It’s Okay Not to Have It All Together as a Leader

There’s a kind of silence that follows failure. A heavy, suffocating quiet that settles in after the dust has cleared, leaving you standing in the wreckage of something you thought would work. That awful silence makes you question everything. Everything. Every little detail of your actions. It makes you question your value and skills. Whether you are really cut out to be a leader. After all, if you can’t get your own stuff right, how can you lead others?

That kind of silence I know well. It’s been a constant companion on my leadership journey.

I’ve felt the heartache of royally stuffing things up.  Decisions that I laboured over to only have backfired on me. Of heading down paths I thought were so right to realise just how wrong I was. Decisions that had serious consequences. Decisions that left egg on my face, covering up the redness of embarrassment and guilt.

There’s been many moments in my life where I’ve felt like an imposter. Times where I have tried so hard to hold it together, like hanging off a ledge by my fingertips, with my mind screaming at me, What are you doing? Everyone is going to see through you.

No one told me how lonely leadership can be. No one told me that when things go wrong, when a project fails, when a tough decision leaves people disappointed, that you’d feel like a fool. No one told me that as a leader, there is no back up. Of course, I’m a smart woman; I know the buck stops me and with great power comes great responsibility. I signed up for good times and bad.  But why don’t these leadership books and posts about leadership talk more about the dark, messy parts of leadership? Instead, it’s all the 5 books great leaders read or the 5 things leaders do every day or look at me, I won an award.  The weight of leadership can be unbearable, like a mountain collapsing on top of you, and you don’t have the right equipment to dig yourself out.
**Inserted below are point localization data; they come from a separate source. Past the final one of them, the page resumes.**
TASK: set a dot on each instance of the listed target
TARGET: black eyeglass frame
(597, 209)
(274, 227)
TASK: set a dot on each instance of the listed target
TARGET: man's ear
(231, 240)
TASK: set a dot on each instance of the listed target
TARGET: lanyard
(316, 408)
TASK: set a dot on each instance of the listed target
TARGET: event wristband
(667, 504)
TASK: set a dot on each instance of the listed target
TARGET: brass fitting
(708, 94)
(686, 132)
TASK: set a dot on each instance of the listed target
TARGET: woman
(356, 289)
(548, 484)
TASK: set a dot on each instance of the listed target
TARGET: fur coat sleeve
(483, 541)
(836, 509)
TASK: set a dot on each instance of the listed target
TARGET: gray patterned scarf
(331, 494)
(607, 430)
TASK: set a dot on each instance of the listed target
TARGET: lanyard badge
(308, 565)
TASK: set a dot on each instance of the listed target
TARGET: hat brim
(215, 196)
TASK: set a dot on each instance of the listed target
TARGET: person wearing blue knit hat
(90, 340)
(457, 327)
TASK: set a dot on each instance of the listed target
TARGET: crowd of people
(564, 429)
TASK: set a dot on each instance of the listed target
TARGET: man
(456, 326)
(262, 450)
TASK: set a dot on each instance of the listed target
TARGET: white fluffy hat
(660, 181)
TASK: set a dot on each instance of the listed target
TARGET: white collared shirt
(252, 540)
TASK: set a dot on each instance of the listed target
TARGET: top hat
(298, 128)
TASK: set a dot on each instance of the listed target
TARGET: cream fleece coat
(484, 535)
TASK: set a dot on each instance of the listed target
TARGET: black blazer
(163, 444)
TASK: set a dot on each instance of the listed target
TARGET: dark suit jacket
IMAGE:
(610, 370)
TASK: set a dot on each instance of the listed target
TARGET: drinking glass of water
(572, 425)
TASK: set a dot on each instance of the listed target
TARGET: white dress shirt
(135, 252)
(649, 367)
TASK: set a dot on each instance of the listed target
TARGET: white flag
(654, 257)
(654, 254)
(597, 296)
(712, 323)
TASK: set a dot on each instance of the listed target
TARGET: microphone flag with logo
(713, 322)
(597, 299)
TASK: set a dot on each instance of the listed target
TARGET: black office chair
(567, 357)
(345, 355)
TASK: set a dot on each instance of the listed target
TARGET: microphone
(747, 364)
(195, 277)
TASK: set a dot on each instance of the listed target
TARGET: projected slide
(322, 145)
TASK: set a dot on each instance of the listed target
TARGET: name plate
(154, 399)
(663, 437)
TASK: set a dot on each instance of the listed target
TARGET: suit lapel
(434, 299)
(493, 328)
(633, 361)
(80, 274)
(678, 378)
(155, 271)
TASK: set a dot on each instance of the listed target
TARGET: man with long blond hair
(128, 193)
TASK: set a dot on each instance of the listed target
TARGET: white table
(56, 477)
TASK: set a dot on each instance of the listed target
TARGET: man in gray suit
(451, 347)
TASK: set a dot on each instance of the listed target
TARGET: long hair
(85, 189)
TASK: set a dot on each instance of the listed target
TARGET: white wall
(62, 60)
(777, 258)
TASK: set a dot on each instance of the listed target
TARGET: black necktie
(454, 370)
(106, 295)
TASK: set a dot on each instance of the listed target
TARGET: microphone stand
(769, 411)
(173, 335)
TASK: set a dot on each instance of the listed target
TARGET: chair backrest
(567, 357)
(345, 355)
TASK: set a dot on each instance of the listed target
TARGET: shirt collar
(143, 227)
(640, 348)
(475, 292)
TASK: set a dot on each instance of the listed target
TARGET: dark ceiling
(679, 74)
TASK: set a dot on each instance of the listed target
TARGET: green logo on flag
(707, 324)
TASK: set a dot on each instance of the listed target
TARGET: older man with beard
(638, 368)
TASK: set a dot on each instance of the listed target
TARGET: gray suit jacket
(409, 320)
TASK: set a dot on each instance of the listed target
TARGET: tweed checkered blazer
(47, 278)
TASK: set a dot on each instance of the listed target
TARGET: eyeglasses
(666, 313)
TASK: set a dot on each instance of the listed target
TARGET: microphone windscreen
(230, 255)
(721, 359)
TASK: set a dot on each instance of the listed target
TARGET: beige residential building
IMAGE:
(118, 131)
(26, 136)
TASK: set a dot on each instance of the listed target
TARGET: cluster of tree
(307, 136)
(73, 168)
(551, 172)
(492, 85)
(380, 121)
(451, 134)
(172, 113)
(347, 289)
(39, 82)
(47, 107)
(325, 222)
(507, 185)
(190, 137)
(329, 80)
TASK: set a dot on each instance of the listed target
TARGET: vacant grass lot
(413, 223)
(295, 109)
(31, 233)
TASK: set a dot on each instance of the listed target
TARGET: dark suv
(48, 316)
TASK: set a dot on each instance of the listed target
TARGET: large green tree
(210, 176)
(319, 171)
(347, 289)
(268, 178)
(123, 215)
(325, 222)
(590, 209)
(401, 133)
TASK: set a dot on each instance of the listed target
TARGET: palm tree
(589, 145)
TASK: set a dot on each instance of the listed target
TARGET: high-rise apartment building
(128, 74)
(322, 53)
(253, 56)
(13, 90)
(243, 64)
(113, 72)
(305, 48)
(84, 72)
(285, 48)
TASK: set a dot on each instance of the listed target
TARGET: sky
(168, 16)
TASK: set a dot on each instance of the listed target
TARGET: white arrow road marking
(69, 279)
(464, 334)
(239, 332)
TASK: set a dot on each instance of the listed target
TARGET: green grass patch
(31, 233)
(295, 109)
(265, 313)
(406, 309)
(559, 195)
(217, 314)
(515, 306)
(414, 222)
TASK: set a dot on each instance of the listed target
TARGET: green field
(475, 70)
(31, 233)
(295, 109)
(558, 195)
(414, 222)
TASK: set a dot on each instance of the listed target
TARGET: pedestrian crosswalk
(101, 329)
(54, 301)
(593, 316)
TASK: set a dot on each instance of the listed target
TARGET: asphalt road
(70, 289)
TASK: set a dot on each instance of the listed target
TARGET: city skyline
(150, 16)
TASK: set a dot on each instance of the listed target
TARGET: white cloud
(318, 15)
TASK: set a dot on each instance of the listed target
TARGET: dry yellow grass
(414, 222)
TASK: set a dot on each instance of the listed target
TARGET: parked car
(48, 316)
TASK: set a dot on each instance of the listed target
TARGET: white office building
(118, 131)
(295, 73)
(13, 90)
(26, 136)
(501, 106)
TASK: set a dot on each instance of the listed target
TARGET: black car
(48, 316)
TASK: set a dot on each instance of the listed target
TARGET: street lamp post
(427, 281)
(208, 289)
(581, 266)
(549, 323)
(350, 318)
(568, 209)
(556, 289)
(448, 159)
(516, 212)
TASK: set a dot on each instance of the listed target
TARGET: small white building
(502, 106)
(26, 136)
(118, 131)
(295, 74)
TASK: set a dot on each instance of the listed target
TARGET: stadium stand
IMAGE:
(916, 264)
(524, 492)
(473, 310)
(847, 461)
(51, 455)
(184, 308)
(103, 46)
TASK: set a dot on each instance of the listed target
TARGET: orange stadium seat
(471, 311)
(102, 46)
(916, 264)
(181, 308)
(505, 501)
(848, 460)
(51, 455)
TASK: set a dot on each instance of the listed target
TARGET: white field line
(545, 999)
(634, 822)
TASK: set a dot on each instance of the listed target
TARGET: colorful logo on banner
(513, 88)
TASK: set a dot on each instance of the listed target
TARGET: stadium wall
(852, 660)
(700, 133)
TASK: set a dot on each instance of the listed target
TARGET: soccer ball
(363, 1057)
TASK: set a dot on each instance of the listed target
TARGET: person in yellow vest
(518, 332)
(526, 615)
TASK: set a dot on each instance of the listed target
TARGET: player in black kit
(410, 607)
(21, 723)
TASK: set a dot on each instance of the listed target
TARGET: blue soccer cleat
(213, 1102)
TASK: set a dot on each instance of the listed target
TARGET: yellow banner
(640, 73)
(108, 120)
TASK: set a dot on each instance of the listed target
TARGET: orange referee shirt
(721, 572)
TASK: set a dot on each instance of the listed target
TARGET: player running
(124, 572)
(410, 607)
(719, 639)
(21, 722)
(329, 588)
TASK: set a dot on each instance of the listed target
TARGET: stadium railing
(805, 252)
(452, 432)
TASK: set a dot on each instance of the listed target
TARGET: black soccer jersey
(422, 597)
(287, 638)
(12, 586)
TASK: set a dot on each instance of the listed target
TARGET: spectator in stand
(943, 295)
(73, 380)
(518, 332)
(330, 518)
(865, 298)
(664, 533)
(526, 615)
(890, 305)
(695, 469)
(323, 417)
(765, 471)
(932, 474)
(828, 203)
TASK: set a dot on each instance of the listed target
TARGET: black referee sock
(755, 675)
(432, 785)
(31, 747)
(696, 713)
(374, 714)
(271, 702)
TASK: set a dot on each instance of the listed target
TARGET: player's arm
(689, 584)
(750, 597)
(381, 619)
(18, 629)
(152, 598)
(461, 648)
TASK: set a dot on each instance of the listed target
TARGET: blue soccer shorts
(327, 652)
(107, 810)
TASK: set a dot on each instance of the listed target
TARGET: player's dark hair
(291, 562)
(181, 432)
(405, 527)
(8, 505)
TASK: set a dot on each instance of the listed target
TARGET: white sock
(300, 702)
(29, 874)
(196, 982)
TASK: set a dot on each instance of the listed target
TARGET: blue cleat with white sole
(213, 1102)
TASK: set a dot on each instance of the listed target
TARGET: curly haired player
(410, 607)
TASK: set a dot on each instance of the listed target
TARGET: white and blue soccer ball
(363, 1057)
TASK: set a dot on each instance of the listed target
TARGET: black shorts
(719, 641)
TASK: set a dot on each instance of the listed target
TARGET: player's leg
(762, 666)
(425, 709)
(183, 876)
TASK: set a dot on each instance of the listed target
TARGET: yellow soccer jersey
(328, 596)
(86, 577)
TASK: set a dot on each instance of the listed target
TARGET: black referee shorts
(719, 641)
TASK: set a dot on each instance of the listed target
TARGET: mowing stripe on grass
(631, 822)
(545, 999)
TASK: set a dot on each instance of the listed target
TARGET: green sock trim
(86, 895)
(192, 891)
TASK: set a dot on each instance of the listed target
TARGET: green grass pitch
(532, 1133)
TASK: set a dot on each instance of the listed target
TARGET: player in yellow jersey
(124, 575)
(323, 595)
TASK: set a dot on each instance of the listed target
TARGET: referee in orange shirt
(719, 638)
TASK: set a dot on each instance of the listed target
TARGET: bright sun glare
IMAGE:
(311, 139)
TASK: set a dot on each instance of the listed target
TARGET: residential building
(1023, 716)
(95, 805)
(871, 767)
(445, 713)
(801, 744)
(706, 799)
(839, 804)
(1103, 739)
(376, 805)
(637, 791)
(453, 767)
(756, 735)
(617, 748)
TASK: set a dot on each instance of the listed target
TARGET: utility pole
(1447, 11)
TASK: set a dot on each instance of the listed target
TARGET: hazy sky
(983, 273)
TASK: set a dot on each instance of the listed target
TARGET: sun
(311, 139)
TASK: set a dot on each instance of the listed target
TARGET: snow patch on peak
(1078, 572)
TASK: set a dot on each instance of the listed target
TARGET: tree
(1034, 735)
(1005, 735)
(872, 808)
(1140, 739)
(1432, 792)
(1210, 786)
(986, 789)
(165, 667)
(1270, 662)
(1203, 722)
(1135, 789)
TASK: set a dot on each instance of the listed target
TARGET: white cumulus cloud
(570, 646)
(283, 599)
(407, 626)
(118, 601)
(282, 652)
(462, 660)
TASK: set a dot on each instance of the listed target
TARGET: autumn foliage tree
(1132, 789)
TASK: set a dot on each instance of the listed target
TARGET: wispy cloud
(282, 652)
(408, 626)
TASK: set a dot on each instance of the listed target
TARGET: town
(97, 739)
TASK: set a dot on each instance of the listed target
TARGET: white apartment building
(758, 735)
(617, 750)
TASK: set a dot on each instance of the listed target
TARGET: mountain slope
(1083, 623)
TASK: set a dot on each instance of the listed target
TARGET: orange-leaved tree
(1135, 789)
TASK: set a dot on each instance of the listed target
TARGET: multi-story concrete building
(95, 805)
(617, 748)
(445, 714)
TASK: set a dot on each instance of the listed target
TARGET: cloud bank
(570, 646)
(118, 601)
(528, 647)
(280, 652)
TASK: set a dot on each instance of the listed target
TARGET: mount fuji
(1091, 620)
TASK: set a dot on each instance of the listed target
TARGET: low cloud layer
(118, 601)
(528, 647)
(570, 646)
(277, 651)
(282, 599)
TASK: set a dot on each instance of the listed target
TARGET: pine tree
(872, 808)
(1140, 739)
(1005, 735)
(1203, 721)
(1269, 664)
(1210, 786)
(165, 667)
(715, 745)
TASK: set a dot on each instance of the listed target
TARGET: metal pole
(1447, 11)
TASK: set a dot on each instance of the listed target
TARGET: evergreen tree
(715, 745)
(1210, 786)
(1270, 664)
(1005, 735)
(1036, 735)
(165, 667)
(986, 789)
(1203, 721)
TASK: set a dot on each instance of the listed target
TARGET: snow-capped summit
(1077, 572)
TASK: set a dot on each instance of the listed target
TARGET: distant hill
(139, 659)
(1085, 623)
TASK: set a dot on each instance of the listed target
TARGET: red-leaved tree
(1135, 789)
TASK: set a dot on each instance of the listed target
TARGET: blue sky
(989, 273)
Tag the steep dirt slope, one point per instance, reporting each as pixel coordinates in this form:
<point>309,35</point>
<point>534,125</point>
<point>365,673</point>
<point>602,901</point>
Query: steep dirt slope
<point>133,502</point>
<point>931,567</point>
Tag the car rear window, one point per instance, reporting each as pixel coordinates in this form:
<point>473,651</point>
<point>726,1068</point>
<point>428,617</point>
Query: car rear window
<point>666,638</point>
There’s a certain type of shame that comes with failing in front of people who believe in you. When you stumble and no one’s watching, it’s not so bad. You can pick yourself up, readjust and get on with it.  But when you do it in front of others, especially when your team, clients, or peers are watching, the pressure to get it right is heavy.

I remember a time when I had to make a tough staffing decision. I know it wasn’t going to be popular. But I knew  it was necessary. I went back and forth, agonising over it, picking at it, weighing the pros and cons, worrying at it like an old sore. I finally convinced myself I was doing the right thing. Oh my goodness, the fallout was worse than I could have imagined. I miscalculated. I underestimated how deeply it would affect the team. The disappointment in their eyes was like a punch to the gut. I felt like I did as a kid when mum would say ‘I’m not angry. I’m just disappointed.’

The worst part was I couldn’t go hide in my room and lick my wounds. I had to keep showing up. 

There was no time to wallow or undo what had been done. There was no rewind button. I had to sit in that discomfort, own my mistake, and figure out how to move forward without losing their trust completely. I worked it out but boy, oh, boy, there were days I wanted the earth to open up and swallow me.

Some days, I don’t know what I am doing. I’ve no freaking idea. I show up and wing it, hoping no one sees through my facade of ‘I’ve got it all together’ face.

Some days, I wake up and feel completely unqualified to be doing this leadership thing. A job seems like a better option. Some days, I second-guess every decision I make, running through a mental checklist of What if I’m wrong again? What if this backfires? What if this is the moment everything falls apart? What if? What if? What if? Argh!

But, I keep going. That’s what leaders do. Not because I’m fearless, not because I’ve figured it all out, but because I don’t let the fear stop me.

I thought leadership was about having all the answers. Now, I know it’s about being willing to say, I don’t know, but I’ll figure it out.

I’m learning to sit with my own imperfections. Own my failures instead of hiding them. Let my team and others see the human behind the title.

The most surprising thing happened – my honesty  strengthened my leadership, not weakened it.

When I admitted to my team that I’d made the wrong call on that staffing decision, I was ready for a tsunami of resentment to crash over me. Instead, I was met with something I didn’t expect—respect. My team doesn’t expect me to be perfect. They need me to be accountable, to see when I make mistakes, I don’t sweep them under the rug. I acknowledge them. I learn from them. I do better.

We’ve been fed this idea that strong leaders are unshakable, that they always have control. Real strength is knowing when to seek help. It’s knowing when to admit you’re struggling. It’s standing in the discomfort of failure and choosing to grow from it instead of letting it define you. Leadership is about having the courage to keep going, even when you don’t want to.